I read this question as well Intuition for convolution in image processing and although it's informative, it doesn't describe how the filters come about.

This is the tutorial, you can see the description of the layers in the first and second convolutional layers: https://www.tensorflow.org/versions/r0.7/tutorials/mnist/pros/index.html

#### Answered By : Edo Cohen

I think the base of your confusion relays on the assumption that 2D convolution receives a 2 dimensional array as input. This is not true - The input of a 2D convolution layer is a 3 dimensional array. At the beginning you have an image which can be greyscale/RGB, let's consider an RGB image of 28x28, this image is represented as a tensor of 3x28x28 (greyscale will be 1x28x28), generally - colors x width x height as the colors can exceed 3 for opacity etc. A 2D convolutional layer with patch size 5x5 will be a applied over each patch of size 5x5 of the images over all colors. To sum it up, slice the image to cubes of patch size (which overlap according to the stride parameter) each of these patch is taken with all it's colors as the input to the filter.

The process I've described above is the application of a single filter over the input. The result of "running" the filter over the input is a matrix (as the dot product of each patch of the image with the filter is a scalar). Now, take 32 such filters stacked on top of the other, the output will be 32 matrices where each matrix is the application of a different filter over the input.

As far as dimensions go, let's assume you apply 5x5x32 over a 1x28x28 image (without padding & stride=1) you'll have: $\frac{input\ size-patch\ size}{stride}+1$, where I assumed everything is symmetrical for both axises. So you have output of $\frac{28-5}{1}+1=24$, which means the second layer is of size 32x24x24.

You can either think of the second layer as an "image" of size 24x24 with 32 "colors" which is weird but some people do it, or you can think about everything in terms of 3 dimensional arrays and understand exactly how a filter is applied over each 3 dimensional array.

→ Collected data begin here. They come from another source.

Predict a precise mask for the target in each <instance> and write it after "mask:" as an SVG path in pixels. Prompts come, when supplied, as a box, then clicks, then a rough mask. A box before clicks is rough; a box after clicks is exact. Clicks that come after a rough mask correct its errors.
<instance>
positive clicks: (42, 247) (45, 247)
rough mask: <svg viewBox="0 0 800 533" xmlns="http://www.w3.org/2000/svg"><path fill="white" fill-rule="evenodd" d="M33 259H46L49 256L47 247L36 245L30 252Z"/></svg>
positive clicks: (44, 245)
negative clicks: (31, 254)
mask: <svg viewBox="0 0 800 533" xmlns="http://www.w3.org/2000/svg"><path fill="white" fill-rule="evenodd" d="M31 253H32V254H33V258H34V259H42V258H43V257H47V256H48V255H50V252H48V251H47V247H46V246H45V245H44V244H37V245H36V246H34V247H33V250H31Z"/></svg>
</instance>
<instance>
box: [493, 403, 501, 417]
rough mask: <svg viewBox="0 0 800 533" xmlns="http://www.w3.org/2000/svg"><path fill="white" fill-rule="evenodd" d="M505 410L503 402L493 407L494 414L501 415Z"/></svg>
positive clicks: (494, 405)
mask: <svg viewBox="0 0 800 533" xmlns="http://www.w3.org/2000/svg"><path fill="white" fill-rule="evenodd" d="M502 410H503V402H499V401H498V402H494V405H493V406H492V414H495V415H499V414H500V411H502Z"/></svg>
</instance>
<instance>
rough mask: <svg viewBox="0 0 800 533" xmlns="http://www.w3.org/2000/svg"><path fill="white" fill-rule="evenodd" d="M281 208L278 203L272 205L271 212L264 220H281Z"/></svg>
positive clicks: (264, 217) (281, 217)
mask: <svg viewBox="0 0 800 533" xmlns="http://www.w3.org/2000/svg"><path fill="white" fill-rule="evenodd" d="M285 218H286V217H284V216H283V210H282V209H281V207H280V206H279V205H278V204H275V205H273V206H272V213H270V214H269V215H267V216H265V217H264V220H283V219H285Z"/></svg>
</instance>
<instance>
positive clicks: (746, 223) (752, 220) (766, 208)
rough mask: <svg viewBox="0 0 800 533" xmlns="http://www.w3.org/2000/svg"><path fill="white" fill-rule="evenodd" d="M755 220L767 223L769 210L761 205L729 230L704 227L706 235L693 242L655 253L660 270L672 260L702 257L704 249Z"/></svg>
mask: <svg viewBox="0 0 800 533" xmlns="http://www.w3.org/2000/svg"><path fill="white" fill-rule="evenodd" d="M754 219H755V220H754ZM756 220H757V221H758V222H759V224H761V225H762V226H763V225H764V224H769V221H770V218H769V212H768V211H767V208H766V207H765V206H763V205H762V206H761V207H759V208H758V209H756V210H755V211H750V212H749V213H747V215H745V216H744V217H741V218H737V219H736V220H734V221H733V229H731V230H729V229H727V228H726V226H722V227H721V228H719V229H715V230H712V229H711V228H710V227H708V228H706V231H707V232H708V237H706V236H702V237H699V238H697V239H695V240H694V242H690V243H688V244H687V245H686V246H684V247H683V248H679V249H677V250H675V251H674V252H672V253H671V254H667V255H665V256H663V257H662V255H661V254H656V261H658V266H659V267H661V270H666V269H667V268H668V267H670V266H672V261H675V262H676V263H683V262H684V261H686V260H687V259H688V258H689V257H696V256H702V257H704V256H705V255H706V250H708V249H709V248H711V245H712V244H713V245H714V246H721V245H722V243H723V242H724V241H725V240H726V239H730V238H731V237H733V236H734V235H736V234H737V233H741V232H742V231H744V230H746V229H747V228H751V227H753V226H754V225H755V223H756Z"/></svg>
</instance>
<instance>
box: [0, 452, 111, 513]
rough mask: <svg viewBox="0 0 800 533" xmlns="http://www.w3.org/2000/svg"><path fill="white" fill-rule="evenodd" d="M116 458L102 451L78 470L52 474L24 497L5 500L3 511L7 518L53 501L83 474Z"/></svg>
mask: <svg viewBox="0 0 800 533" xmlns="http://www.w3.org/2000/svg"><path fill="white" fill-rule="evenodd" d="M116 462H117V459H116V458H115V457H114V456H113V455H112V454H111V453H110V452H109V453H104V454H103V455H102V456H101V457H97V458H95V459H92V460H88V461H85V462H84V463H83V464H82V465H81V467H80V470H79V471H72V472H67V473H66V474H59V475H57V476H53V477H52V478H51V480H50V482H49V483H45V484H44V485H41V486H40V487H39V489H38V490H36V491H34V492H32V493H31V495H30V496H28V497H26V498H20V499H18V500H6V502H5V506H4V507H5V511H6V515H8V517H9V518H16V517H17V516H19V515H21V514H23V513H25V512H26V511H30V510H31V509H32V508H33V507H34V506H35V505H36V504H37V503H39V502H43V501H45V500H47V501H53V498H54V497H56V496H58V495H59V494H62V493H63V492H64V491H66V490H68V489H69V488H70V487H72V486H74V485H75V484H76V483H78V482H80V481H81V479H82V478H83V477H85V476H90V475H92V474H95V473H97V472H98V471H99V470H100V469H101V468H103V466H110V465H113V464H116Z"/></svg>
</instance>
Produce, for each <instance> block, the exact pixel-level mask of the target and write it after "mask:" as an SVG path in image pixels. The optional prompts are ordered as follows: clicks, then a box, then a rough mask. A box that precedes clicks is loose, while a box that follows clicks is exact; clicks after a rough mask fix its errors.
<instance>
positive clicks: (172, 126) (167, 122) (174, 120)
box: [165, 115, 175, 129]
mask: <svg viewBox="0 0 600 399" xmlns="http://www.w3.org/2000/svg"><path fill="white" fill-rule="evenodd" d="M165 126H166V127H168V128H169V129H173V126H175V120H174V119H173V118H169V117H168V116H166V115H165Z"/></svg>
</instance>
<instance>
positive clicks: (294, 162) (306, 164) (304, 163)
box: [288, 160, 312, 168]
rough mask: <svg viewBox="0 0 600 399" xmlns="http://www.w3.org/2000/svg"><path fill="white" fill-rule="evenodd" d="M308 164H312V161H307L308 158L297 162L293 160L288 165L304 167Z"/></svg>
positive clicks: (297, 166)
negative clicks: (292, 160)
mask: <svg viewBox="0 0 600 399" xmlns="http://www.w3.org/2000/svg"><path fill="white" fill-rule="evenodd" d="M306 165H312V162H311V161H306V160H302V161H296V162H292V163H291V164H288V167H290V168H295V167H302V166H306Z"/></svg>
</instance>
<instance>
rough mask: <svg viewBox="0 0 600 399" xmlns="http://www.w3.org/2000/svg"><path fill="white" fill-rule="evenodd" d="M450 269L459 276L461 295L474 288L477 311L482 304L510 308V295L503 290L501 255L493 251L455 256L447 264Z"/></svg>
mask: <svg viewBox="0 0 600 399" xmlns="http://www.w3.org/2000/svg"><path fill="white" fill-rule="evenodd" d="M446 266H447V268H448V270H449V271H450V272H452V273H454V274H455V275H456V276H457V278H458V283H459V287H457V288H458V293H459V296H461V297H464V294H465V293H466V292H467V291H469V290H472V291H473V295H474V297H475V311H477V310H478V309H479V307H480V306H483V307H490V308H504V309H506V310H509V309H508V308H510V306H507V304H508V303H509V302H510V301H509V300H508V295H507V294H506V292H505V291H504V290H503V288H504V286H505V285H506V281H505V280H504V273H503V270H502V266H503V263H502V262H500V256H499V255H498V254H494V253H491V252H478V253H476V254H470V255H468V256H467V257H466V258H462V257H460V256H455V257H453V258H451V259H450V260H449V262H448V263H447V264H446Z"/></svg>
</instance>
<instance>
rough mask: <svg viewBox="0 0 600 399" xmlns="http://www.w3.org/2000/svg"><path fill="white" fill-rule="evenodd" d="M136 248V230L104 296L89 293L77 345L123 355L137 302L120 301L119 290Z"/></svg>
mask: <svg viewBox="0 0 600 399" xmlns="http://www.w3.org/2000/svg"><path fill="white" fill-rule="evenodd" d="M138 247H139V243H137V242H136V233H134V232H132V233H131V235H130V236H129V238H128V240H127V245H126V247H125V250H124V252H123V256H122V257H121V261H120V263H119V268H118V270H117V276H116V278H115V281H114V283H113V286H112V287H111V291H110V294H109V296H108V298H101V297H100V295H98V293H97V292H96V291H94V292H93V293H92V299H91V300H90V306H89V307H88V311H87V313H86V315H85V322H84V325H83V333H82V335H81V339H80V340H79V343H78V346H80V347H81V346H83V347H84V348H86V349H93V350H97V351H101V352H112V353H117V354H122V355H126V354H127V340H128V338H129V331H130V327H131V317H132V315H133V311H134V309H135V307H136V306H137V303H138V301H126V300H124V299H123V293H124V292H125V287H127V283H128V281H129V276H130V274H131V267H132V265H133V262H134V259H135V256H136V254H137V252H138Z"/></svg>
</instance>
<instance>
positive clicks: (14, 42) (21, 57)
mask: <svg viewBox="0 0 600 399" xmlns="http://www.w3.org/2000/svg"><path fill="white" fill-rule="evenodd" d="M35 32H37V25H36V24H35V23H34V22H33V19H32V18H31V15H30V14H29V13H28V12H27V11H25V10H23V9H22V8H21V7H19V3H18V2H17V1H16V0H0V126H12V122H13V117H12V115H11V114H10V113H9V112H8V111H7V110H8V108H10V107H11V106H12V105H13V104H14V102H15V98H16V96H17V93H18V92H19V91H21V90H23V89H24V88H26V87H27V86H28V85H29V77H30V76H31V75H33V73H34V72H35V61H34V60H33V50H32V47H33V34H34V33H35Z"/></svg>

Why is this referred to as filters?

Let's consider the case where you apply a 2D convolutional layer with parameters 5x5x1. What does this layer actually do? How does it look? (consider the case where your images are greyscale for simplicity), The layer is actually a dot product of each patch of size 5x5 with a 2D weight matrix of size 5x5. Organized to form a 2 dimensional array of results (which is the output layer). The 5x5 weights matrix is called "filter". You can think of it as a gaussian for a moment, the 5x5 weight matrix is applied over each patch of the image thus blurring the image. This is applying a gaussian filter over the image. Now instead of a gaussian filter, you learn the weights and have a general filter. Now consider a layer of 5x5x32, it is the same, but with 32 different filters.